The transit system will have two sources of funds: a 1-percent sales tax in the cities where the authority is approved, and whatever it earns in fares. Fares will not even cover operating costs, so sales tax revenues must be divided between construction and operating subsidies.

The accounting firm of Peat, Marwick and Mitchell has estimated that the transit authority would reap $117.8 million in sales-tax revenues if it were approved by the voters by next year. By the turn of the century, annual tax revenues would rise to $191.3 million per year, in constant 1982 dollars. As of mid-September, the IRTA did not have an official estimate of how much bond money its sales tax funds would buy, but a standard transit construction bond issue, such as the offerings by Atlanta’s MARTA, would run for 30 years. The amount of bond money available would depend on interest rates and on the annual income that the authority coula pledge to pay off the bonds. Accountants have a shorthand way of figuring such things out; they look down a table of numbers, find the “30-year” column and run their fingers down the page until they hit the appropriate interest rate, at which time they will be looking at something called the bond multiplier. It’s called a multiplier because, to figure the amount of bond money available, they need only take that number and multiply it by their annual bond-retirement income. The multiplier at 13 percent interest over 30 years is 7.495, so $100 million in annual income would buy $749.5 million in bonds. If interest rates fell to 10 percent, the multiplier would rise to 9.426, and $100 million a year could purchase $943 million in bonds.

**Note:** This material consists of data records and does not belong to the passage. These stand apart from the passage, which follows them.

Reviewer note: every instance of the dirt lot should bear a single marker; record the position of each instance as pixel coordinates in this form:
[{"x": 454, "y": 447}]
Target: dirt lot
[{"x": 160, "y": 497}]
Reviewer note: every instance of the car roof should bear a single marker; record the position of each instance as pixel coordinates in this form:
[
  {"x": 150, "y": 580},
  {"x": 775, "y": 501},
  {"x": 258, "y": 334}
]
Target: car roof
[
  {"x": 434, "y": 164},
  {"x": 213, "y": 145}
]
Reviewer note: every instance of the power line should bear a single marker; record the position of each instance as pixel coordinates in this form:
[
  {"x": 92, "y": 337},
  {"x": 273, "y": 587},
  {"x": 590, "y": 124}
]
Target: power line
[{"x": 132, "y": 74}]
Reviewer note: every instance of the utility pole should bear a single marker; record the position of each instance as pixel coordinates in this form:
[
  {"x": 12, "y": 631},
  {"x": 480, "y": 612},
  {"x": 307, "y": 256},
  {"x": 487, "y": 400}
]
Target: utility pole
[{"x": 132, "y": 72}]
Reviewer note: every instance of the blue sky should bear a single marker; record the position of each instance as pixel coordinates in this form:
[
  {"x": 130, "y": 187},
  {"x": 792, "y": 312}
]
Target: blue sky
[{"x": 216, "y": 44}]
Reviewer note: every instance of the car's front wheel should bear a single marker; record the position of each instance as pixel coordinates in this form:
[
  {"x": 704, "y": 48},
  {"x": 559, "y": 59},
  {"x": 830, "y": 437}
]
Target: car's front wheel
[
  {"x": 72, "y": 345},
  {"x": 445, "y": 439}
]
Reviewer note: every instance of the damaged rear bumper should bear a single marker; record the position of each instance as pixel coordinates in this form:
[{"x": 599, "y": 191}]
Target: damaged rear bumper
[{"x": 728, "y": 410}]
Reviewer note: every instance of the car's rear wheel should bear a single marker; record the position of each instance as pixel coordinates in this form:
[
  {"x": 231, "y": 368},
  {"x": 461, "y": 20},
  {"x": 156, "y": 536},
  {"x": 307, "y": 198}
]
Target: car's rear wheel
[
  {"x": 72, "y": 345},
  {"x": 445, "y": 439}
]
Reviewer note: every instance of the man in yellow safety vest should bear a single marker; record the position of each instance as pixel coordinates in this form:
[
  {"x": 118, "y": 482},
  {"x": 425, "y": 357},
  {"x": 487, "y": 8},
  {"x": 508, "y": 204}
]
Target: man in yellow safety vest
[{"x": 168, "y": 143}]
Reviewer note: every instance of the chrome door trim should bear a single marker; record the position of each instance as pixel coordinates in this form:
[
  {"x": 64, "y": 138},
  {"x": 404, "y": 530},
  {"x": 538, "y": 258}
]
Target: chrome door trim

Aside from interest rates, the IRTA construction budget would depend almost entirely on the availability of federal or state subsidies.

6. Should the authority wait for state or federal subsidies?

Maurice Carter seems to think not. The San Diego system, from whence he came, was completed in 30 months; he believes it would have taken twice as long had the city waited successfully for federal mass transit funds, which nowadays is like waiting for Godot. Things don’t look much more promising in Austin, according to Robert Dedman, chairman of the Texas Highway and Transportation Commission. “It’s going to be very difficult to get state funds for local public transit,” he says. “Can you imagine people from Dallas voting to subsidize public transit in Houston? Or people from Houston voting to subsidize public transit in Dallas?”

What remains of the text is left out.